What is this singularity?I mean I understand that it is when some variable is a linear combination of some other variables,but in a dataset,isn’t that highly improbable for singularity occurring until and unless the variables displaying singularity have been feature engineered.
Can someone please explain to me how to deal with singularity??



About singularity, before to a linear model (or glm) do a correlation analysis. In your case you have perfect collinearity between the variables mentioned Charge and Calls I suppose check the result of the correlation matrix. You can remove the variables with NA (be still careful of scale for the variables you keep as it seems that your data set is not scaled, but the correlation matrix with give you the necessary information).

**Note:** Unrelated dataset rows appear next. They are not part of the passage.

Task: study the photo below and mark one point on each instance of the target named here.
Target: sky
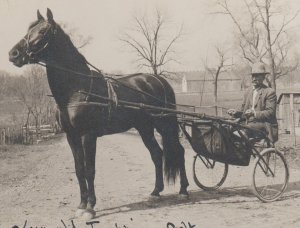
(105, 20)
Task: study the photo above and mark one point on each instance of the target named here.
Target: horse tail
(172, 150)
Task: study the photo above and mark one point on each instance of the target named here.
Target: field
(38, 185)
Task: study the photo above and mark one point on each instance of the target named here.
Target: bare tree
(215, 72)
(150, 42)
(265, 37)
(79, 40)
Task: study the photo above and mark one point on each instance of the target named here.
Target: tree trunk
(216, 96)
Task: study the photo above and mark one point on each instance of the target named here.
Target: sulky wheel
(209, 174)
(270, 178)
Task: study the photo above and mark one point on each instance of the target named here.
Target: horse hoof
(88, 215)
(183, 196)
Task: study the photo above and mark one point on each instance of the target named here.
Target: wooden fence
(26, 134)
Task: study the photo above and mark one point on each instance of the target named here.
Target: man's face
(257, 80)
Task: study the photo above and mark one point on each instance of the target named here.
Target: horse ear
(49, 15)
(39, 15)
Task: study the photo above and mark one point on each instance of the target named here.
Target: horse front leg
(75, 143)
(147, 134)
(89, 147)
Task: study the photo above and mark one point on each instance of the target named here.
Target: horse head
(33, 46)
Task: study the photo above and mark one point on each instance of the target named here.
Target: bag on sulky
(216, 141)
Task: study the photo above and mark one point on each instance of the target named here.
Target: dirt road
(38, 185)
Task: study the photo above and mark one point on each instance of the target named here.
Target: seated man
(259, 105)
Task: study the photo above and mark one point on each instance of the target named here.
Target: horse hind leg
(77, 150)
(173, 153)
(147, 134)
(89, 147)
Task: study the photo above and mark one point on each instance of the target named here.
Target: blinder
(48, 35)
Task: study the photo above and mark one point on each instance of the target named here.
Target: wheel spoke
(270, 175)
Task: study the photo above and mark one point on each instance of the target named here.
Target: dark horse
(77, 94)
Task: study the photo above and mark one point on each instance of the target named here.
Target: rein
(106, 77)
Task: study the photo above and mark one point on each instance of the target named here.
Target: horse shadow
(230, 195)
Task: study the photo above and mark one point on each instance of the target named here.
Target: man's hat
(259, 68)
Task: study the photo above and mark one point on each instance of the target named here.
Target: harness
(112, 99)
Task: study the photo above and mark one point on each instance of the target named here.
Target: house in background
(196, 88)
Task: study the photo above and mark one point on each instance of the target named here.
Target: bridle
(50, 31)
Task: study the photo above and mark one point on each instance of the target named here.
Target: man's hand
(248, 113)
(231, 112)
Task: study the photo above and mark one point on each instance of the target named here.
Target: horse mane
(72, 48)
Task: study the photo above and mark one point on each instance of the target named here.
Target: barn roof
(202, 75)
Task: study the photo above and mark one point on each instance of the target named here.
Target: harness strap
(112, 93)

R2 of 1, that is surprising you totally explain the variance, but I shall still check the residual as this is surprising, your residual standard error is so low so it seems ok.

Hope this help.


Dealing with singularities in a linear regression model

You are having singularity warning because, 3 of your variables total.day.charge, total.night.charge, total.international.charge have values as ‘NA’, which means missing. You need to drop these variables.

you have r square value=1 which could be because you have highly correlated variables, so it might be overfitting .Or you have some variable in independent variable which is formed out of dependent variable or very highly correlated to it. b.t.w. what is your dependent variable here?

Also building any model, check its assumptions!